- Genus: Solanum
- Species: Solanum tuberosum
- Hybrid parentage: 'La Soda' x unknown
- Cultivar: 'Red La Soda'
- Origin: Louisiana, USA

= Red La Soda =

Potato cultivar

Red La Soda is a red, main season potato cultivar. It is a deep red mutant of the potato variety 'La Soda'. The non-mutant form was developed by the Louisiana potato breeding program in 1948 as a cross between 'Triumph' and 'Katahdin'. The mutant form was first observed in 1949 but was not released until 1953 by the United States Department of Agriculture, (USDA) and the Louisiana Agricultural Experiment Station.

==Botanical Features==
- Plant is spreading and medium in size.
- Stems, leaves and petioles are all green and are lightly pubescent.
- Their large lavender flowers are limited in pollen.
- Tubers range from a round to oblong slightly flattened shape.
- Tuber skin is red and smooth but may fade in color over time.
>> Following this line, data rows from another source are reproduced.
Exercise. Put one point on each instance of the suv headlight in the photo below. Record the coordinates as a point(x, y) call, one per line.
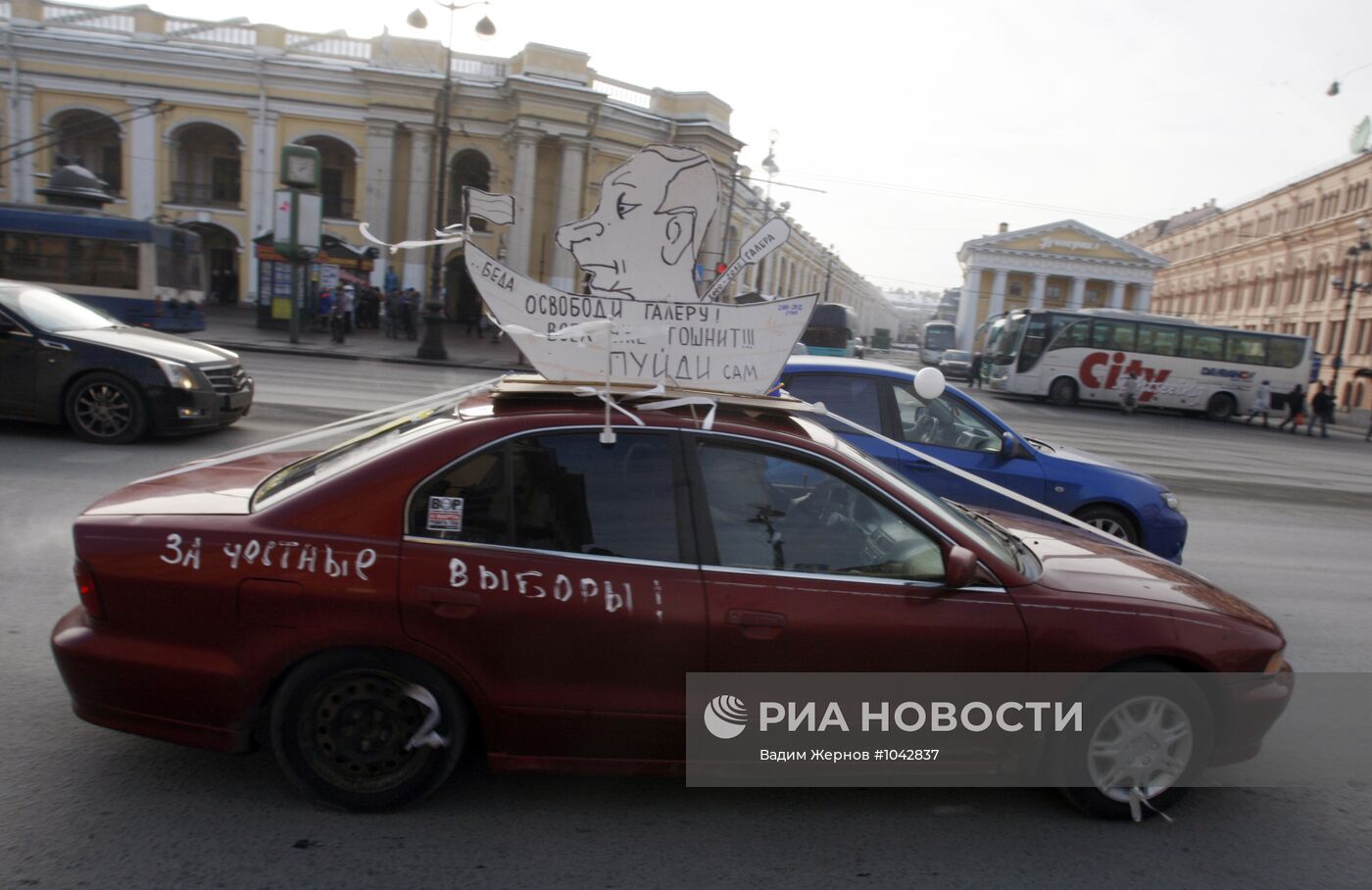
point(177, 374)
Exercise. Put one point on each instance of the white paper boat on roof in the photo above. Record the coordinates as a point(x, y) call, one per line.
point(644, 322)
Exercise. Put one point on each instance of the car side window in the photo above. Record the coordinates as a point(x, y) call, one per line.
point(855, 397)
point(772, 512)
point(559, 491)
point(944, 422)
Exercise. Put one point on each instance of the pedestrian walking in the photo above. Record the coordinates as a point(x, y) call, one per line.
point(1321, 411)
point(1261, 404)
point(1296, 409)
point(1129, 388)
point(350, 308)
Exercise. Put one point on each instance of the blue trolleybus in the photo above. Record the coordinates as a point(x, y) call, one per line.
point(146, 274)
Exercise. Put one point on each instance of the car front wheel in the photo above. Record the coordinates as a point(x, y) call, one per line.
point(106, 409)
point(1146, 737)
point(1108, 519)
point(368, 730)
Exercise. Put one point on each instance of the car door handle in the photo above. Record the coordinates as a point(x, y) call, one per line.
point(450, 604)
point(758, 624)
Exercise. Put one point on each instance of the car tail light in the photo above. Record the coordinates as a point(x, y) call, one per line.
point(85, 586)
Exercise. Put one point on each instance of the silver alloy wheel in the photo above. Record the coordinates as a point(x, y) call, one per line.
point(103, 411)
point(1108, 526)
point(1142, 743)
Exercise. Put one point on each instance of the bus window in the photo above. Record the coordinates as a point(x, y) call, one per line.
point(1204, 344)
point(1036, 333)
point(1158, 339)
point(1285, 351)
point(1250, 349)
point(1076, 333)
point(1108, 333)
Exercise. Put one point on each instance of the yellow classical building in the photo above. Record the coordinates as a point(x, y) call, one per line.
point(1059, 265)
point(1280, 262)
point(185, 121)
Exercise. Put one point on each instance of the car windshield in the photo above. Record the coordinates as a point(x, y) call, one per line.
point(51, 310)
point(1002, 543)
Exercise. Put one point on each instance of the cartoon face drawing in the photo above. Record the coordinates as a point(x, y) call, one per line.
point(642, 239)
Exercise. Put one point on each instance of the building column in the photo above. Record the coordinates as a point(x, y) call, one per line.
point(967, 303)
point(998, 294)
point(525, 177)
point(1079, 291)
point(568, 210)
point(261, 189)
point(143, 162)
point(376, 191)
point(21, 127)
point(418, 220)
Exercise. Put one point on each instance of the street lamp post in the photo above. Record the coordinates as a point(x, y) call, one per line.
point(1348, 287)
point(432, 344)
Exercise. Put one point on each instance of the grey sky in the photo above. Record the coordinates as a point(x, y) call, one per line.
point(930, 123)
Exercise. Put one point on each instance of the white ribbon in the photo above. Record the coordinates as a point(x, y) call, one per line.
point(689, 399)
point(445, 236)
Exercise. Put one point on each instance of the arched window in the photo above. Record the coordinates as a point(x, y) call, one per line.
point(92, 140)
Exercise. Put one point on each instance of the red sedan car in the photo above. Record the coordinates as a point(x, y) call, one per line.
point(494, 570)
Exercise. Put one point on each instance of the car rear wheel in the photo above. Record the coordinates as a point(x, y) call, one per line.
point(106, 409)
point(1146, 737)
point(1108, 519)
point(1063, 392)
point(368, 730)
point(1220, 408)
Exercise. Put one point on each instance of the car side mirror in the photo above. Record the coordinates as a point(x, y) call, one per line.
point(959, 568)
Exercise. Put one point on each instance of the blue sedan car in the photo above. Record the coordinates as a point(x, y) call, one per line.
point(957, 429)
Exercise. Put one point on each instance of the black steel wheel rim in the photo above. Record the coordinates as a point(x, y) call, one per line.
point(354, 727)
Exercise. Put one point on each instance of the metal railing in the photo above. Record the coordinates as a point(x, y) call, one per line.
point(206, 195)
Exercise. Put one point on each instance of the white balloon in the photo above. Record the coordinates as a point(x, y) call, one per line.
point(929, 384)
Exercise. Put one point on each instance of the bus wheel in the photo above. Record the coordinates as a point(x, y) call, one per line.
point(1220, 408)
point(1063, 391)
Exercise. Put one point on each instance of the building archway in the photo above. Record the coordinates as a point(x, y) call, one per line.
point(470, 169)
point(206, 166)
point(338, 175)
point(221, 251)
point(93, 141)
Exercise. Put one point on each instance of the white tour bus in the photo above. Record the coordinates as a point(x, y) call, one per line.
point(1086, 354)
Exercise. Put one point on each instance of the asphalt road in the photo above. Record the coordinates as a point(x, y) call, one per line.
point(1275, 519)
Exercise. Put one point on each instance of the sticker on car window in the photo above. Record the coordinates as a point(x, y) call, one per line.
point(445, 515)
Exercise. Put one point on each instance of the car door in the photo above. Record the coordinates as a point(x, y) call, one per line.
point(18, 368)
point(832, 576)
point(951, 428)
point(559, 573)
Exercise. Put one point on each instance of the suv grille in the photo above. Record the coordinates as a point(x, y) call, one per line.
point(226, 378)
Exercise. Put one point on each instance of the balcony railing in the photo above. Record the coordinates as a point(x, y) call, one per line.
point(336, 207)
point(206, 195)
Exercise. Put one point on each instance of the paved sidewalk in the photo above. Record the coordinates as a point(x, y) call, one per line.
point(235, 328)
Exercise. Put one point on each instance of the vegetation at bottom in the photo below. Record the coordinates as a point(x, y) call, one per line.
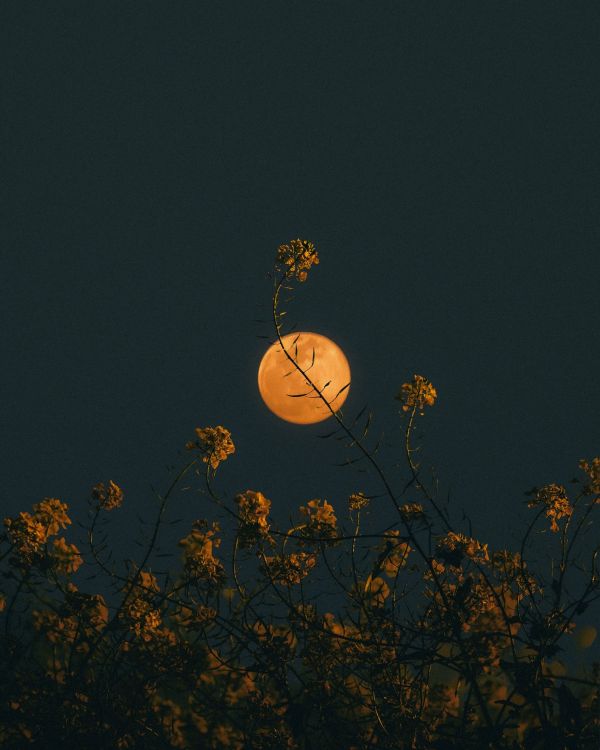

Skinning also may occur.
- Tuber flesh is white.
- Tubers have a low specific gravity

==Agricultural Features==
- Red La Soda is susceptible to early and late blights, scab, corky ring spot and bacterial wilt.
- It is mostly grown for the fresh market, very good for boiling.
- It is primarily grown in the southeastern part of the United States and mainly harvested in the winter months.